GatorTron models perform better in understanding and utilizing patient information in clinical narratives, which can be applied to various medical AI systems to improve healthcare delivery and patient outcomes. The rich, fine-grained patients’ information captured in clinical narratives is a critical resource powering medical AI systems. With better performance in information extraction tasks (e.g., clinical concept extraction and medical relation extraction), GatorTron models can provide more accurate patients’ information to identify research-standard patient cohorts using computable phenotypes, support physicians making data-informed decisions by clinical decision support systems, and identify adverse events associated with drug exposures via pharmacovigilance. The significant improvements in semantic textual similarity, natural language inference, and medical question answering can be applied for deduplication of clinical text, mining medial knowledge, and developing next-generation medical AI systems that can interact with patients using human language. The emergence and homogenization abilities³⁴ inherited from a large transformer architecture make it convenient to apply GatorTron to many other AI tasks through fine-tuning. We believe that GatorTron will improve the use of clinical narratives in developing various medical AI systems for better healthcare delivery and health outcomes.

Methods

Data Source

The primary data source for this study is the clinical narratives from UF Health IDR, a research data warehouse of UF Health. We collected a total of 290,482,002 clinical notes from 2011-2021 from over 2 million patients and 50 million encounters. After removing empty notes and duplicated notes, we generated a UFHealth clinical corpus with over 82 billion tokens. Then, we merged the UFHealth clinical corpus with three additional corpora, including the MIMIC-III corpus³⁹ in the clinical domain with 0.5 billion words, a PubMed (combining PubMed abstracts and full-text commercial-collection) collection³⁷ in the biomedical domain with 6 billion words, and a Wikipedia articles dump³⁷ in the general domain with 2.5 billion words, to generate a corpus with >90 billion words. We performed minimal preprocessing including tokenization and sentence boundary detection.

Study design

We seek to train a large clinical transformer model, GatorTron, using >90 billion words and examine how and whether scaling up mode size improves model performance on clinical NLP tasks. Following standard practice, we first pretrained GatorTron using the >90 billion words as an unsupervised learning procedure and then applied GatorTron to 5 different clinical NLP tasks using a supervised fine-tuning procedure. We adopted the BERT architecture implemented in MagaTron-LM and explored three different settings including a base model of 345 million parameters (i.e., GatorTron-base), a medium model of 3.9 billion parameters (i.e., GatorTron-medium), and a large model of 8.9 billion parameters (i.e., GatorTron-large). Then we compared the three GatorTron models to an existing transformer model from the clinical domain, ClinicalBERT (trained with 110 million parameters) and two transformer models from the biomedical domain, including, BioBERT (345 million parameters) and BioMegatron (1.2 billion parameters). We examined the models on 5 clinical NLP tasks, including clinical concept extraction, relation extraction, semantic textual similarity, natural language inference, and medical question answering. We used 6 public benchmark datasets in the clinical domain.

Training environment

We used a total number of 992 Nvidia DGX A100 GPUs from 124 superPOD nodes at UF’s HiperGator-AI cluster to train GatorTron models by leveraging both data-level and model-level parallelisms implemented by the Megatron-LM package⁴⁶. We monitored the training progress by training loss and validation loss and stopped the training when there was no further improvement (i.e., the loss plot became flat).

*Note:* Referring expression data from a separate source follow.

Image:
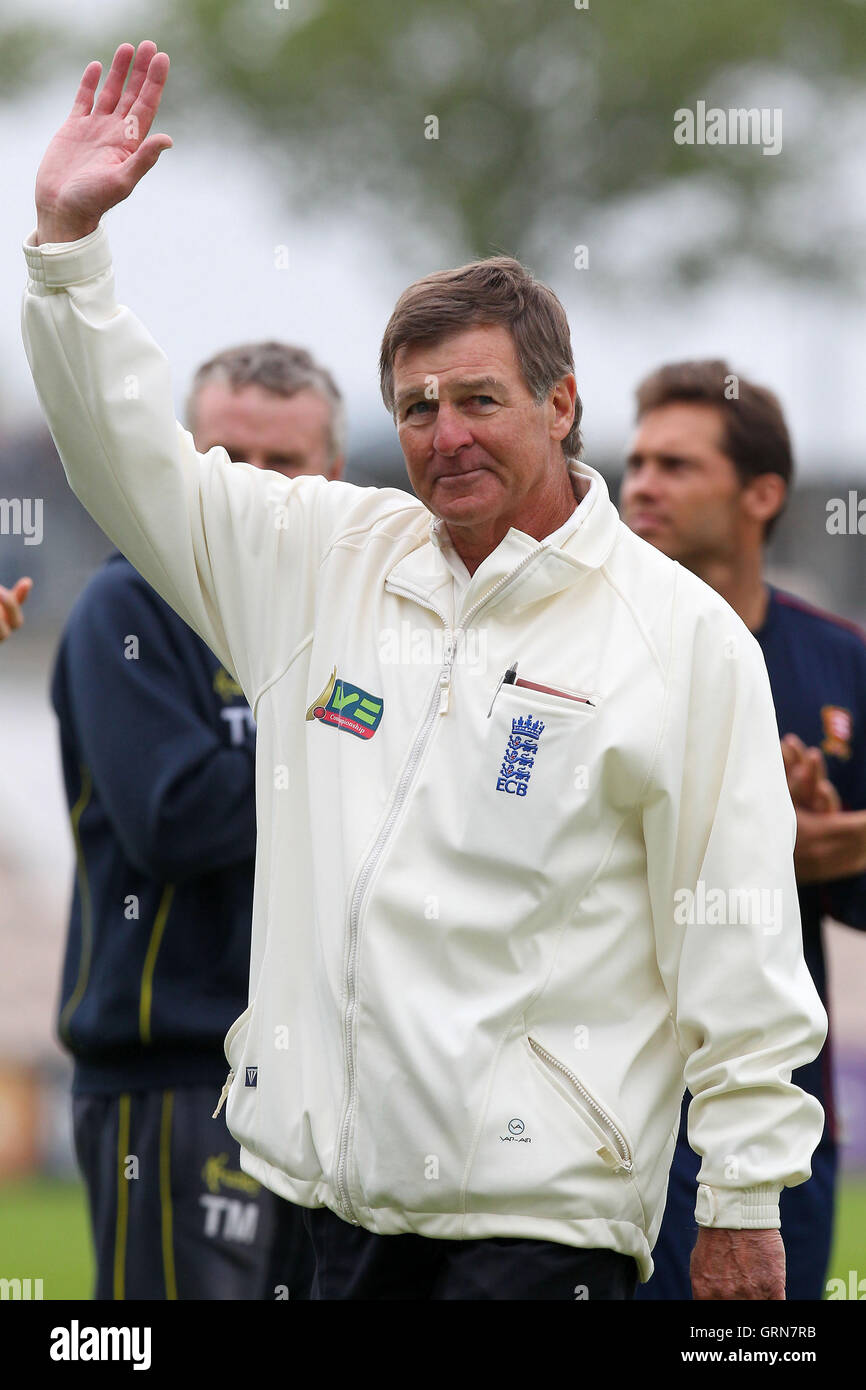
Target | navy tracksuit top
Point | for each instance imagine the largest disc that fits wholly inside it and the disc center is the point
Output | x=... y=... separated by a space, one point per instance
x=157 y=747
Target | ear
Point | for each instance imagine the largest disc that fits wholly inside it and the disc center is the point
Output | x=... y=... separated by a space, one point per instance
x=763 y=496
x=560 y=401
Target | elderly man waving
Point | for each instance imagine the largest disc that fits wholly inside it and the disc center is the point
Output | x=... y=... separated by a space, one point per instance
x=524 y=862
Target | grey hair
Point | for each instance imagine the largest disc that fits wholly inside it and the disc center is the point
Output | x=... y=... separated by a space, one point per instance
x=277 y=367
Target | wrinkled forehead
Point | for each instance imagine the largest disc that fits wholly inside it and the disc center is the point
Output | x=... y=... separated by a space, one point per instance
x=483 y=352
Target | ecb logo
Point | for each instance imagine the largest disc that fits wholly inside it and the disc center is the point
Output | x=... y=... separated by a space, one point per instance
x=519 y=756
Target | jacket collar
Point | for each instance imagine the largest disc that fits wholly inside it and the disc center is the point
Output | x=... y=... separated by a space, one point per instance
x=542 y=569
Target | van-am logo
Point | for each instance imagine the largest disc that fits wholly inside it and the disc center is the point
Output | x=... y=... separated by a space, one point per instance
x=348 y=708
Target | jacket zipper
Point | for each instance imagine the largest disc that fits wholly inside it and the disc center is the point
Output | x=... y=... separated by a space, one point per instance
x=438 y=705
x=223 y=1094
x=622 y=1151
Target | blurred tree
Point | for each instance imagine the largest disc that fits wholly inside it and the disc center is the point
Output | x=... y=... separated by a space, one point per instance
x=537 y=125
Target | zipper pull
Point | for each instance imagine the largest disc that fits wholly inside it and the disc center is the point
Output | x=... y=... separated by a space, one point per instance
x=444 y=691
x=615 y=1161
x=445 y=673
x=223 y=1094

GatorTron Model Configuration

We developed GatorTron models with three configurations and determined the number of layers, hidden sizes, and number of attention heads according to the guidelines for optimal depth-to-width parameter allocation proposed by Levin et al⁴⁷ as well as our previous experience in developing BioMegatron. Table 3 provides detailed information for the three settings. The GatorTron-base model has 24 layers of transformer blocks, which is similar to the architecture of BERT large model. For each layer, we set the number of hidden units as 1024 and attention heads as 16. The GatorTron-medium model scaled up to 3.9 billion parameters (~10 times of the base setting) and the GatorTron-large model scaled up to 8.9 billion parameters, which is similar to BioMegatron⁴⁶ (with 8.3 billion parameters).

View this table:

Table 3.

Existing transformer models for comparison

BioBERT

¹² The BioBERT model was developed by further training the original BERT-large model (345 million parameters, 24 layers, 1024 hidden units, and 16 attention heads) using biomedical literature from PubMed Abstracts (4.5 billion words) and PMC Full-text articles (13.5 billion words). In this study, we used version 1.1.

ClinicalBERT

³⁸ The ClinicalBERT model was developed by further training the BioBERT (base version; 110 million parameters with 12 layers, 768 hidden units, and 12 attention heads) using clinical text from the MIMIC-III³⁹ corpus.

BioMegatron

³⁷ The BioMegatron models adopted the BERT architecture with a different number of parameters from 345 million to 1.2 billion. Different from BioBERT and ClinicalBERT, the BioMegatron was trained from scratch without leveraging the original BERT model.

Clinical NLP tasks, evaluation matrices, and benchmark datasets

We evaluated GatorTron models using five clinical NLP tasks at different linguistic levels.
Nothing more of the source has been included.